Just as coaches evaluate players every chance they get, head coaches and coordinators are evaluating their staffs as well on a daily basis. It’s safe to say that many assistants are evaluating one another constantly to prepare for the moment they’re putting together their own staff as a head coach or coordinator.
Evaluation has always been, and always will be, a staple of the profession. At the end of every season a coach evaluates his entire staff, from top to bottom, and decides on changes for the good of the program.
Yesterday, Brian Kelly pulled back the curtain a bit to explain how he evaluates his coaches. The Irish staff saw quite a bit of turnover after their 4-8 finish last season, so Kelly’s insight is quite interesting as new coaches step into roles on both sides of the ball. Both Irish coordinators are new (Mike Elko is the new DC and Chip Long the new OC), Tommy Rees will coach the quarterbacks (technically, as a GA), Clark Lea will handle the linebackers, and DelVaughn Alexander will coach the wide receivers. Mike Balis is also new on staff, overseeing strength and conditioning.
So what is Kelly evaluating as the head coach of the program?

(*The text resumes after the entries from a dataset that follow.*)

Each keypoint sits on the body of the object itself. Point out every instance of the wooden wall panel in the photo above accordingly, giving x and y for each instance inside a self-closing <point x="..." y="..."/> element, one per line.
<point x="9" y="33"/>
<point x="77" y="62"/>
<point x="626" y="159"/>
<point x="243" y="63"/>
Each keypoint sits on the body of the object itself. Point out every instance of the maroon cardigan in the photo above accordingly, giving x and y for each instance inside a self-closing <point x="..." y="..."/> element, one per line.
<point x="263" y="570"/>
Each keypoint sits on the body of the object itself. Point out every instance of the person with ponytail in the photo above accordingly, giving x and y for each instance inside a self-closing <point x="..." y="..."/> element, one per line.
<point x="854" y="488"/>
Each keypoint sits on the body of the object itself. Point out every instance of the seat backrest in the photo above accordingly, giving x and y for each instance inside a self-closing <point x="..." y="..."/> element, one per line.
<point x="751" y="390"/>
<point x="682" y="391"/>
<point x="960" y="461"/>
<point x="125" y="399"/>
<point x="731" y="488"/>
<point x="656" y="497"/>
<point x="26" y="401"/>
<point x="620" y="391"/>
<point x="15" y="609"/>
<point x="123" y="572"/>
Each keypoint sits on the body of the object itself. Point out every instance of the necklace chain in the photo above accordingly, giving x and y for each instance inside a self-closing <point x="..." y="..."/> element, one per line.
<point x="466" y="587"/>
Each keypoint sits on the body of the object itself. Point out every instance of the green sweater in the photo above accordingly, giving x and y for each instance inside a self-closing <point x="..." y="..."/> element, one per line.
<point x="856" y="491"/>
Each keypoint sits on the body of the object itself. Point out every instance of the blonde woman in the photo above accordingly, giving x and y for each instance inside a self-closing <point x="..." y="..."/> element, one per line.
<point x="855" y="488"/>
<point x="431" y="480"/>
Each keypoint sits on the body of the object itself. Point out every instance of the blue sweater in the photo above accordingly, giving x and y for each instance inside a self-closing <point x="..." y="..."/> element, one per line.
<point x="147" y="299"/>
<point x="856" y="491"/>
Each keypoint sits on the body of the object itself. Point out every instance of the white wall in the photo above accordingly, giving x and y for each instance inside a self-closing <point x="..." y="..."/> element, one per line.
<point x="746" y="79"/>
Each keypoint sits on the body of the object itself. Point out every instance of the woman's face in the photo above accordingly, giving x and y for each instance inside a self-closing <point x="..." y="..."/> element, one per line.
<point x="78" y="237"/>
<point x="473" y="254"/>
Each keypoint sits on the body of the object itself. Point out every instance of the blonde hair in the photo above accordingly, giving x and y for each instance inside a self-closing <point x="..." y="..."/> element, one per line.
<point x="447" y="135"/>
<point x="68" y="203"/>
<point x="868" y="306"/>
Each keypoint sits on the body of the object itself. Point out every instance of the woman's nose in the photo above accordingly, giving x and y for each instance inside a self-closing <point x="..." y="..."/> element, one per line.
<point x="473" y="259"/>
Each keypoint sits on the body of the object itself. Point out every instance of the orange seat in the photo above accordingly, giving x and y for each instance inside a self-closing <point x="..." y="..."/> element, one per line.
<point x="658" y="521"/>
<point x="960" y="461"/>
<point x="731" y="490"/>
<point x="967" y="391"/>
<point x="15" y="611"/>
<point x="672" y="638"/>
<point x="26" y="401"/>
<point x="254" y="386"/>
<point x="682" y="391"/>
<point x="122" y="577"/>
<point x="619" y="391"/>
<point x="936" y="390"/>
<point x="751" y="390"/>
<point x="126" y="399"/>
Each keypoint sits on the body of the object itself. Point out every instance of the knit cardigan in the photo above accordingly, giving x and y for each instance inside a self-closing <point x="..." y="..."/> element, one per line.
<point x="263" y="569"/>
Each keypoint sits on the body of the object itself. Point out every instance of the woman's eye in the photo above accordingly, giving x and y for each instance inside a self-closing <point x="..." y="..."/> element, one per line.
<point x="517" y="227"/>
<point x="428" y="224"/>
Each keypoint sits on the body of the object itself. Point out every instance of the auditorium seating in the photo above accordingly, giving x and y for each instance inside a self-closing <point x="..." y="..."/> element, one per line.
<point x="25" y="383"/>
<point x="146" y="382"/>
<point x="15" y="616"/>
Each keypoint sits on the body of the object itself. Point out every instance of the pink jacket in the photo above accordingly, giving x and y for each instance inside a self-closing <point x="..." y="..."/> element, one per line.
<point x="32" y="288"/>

“My evaluation is making sure the teaching and the programming stays consistent to what I’ve laid out. Our players should know what to expect on a day to day basis, as well as the teaching. I want positive teaching. I want everything to be followed up with good communication, so when it is being taught, they clearly can understand what is being taught to them and they can settle into it being replicated after it’s being taugh.”
“So I’m listening to the teaching, the communication, making sure there is a consistency in how they are communicating.”
“I think of it as, the coaches are responsible for the engine of those players. So they have to build competency with those players, in other words they have to build them up so they feel like they can be effective players and execute what they’re asked to execute. Then there has to be that buy in to that particular drill, and them understanding the drill. Then they have to relate it to the big picture, ‘Why are we doing this drill?'”
“That’s all very important. That’s motivation. They have to be motivated through those forms. That’s what I’m looking at and evaluating from a drill to drill and station by station basis.”